Airlines restrict “smart luggage“ over fire risk from batteries
08 December 2017
Leading US airlines have all agreed that the so called 'smart luggage' will need to be dumbed from flights, CNN reported yesterday.
Carriers including American, Delta, and Alaska now ask passengers to remove lithium-based batteries from the bags and carry them on their person before bringing them in the aircraft, citing the risk that the batteries could start a fire that could burn through other luggage.
However, batteries in many smart luggage lines are non-removable.
American Airlines said in a statement to CNN that the batteries ''pose a risk when they are placed in the cargo hold of an aircraft.''
If United, Continental and Southwest Airlines were to also introduce similar smart-luggage policies, which they had indicated would happen, then the smart luggage will be subject to such rules in over 80 per cent of US air traffic.
ccording to CNN, Delta and Alaska's policies will even apply to carry-on bags, and will go into effect on 15 January 2018.

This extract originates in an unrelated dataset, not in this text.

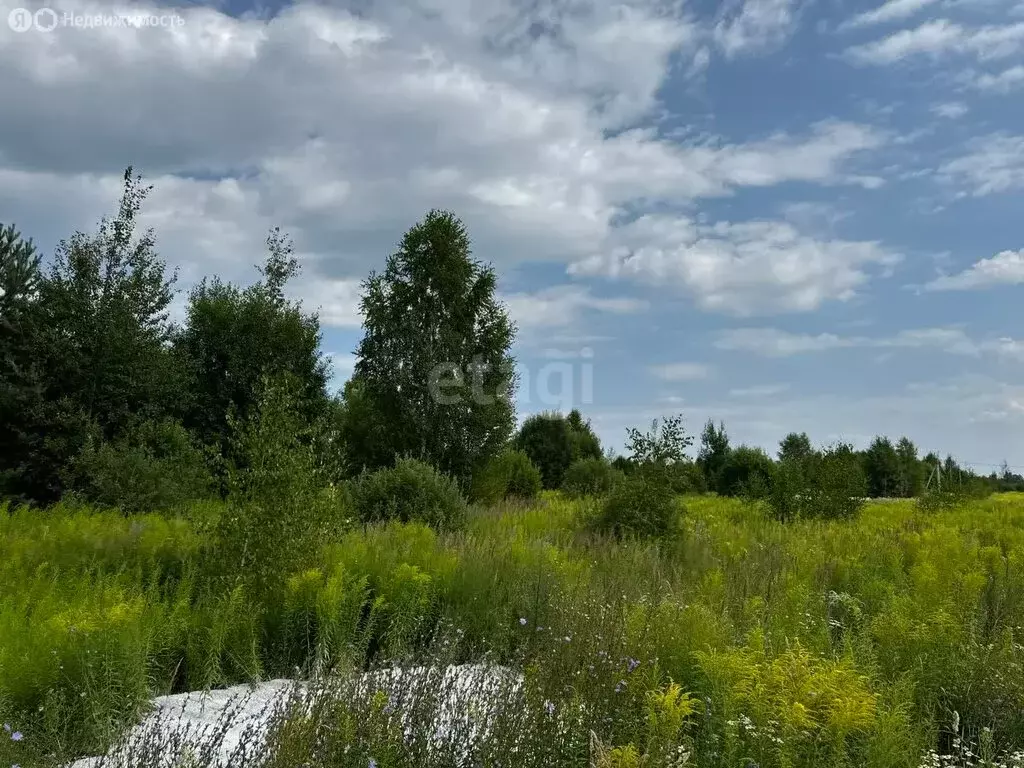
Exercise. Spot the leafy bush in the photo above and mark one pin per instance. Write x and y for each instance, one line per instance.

Smart luggage comes with a number of features, which usually include USB ports for recharging mobile devices, electronic locks, or alarms, and sometimes Bluetooth, GPS tracking, or internal weight scales. A few models come with motors to double-function as scooters or just to help customers lug them around airports.

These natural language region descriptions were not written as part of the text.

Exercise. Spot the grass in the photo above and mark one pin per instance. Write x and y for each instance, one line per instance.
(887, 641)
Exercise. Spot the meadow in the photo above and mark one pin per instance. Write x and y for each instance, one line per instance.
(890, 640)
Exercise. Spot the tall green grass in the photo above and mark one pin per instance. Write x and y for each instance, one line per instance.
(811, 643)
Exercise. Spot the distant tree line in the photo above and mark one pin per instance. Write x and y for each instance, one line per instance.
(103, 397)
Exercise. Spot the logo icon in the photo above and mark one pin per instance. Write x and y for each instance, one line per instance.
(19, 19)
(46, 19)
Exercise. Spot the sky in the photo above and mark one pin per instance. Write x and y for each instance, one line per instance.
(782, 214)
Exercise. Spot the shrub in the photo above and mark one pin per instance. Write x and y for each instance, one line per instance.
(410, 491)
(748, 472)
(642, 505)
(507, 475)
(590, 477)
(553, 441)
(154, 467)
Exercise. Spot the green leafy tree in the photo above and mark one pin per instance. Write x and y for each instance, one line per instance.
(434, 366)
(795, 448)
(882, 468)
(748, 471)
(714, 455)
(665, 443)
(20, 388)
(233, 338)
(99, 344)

"Beginning Jan 15, customers who travel with a smart bag must be able to remove the battery in case the bag has to be checked at any point in the customer's journey. If the battery cannot be removed, the bag will not be allowed," American said in a statement on Friday.
According to American's policy, if the bag is carry-on size, passengers can take the luggage onboard, as long as the battery can be removed if needed. In case passengers need to check the bag, the battery must be removed and carried onboard, but bags with non-removable battery, cannot be checked or carried on.
The Washington Post quoted an FAA spokesman as saying that the airlines' policies are "consistent with our guidance that lithium-ion batteries should not be carried in the cargo hold."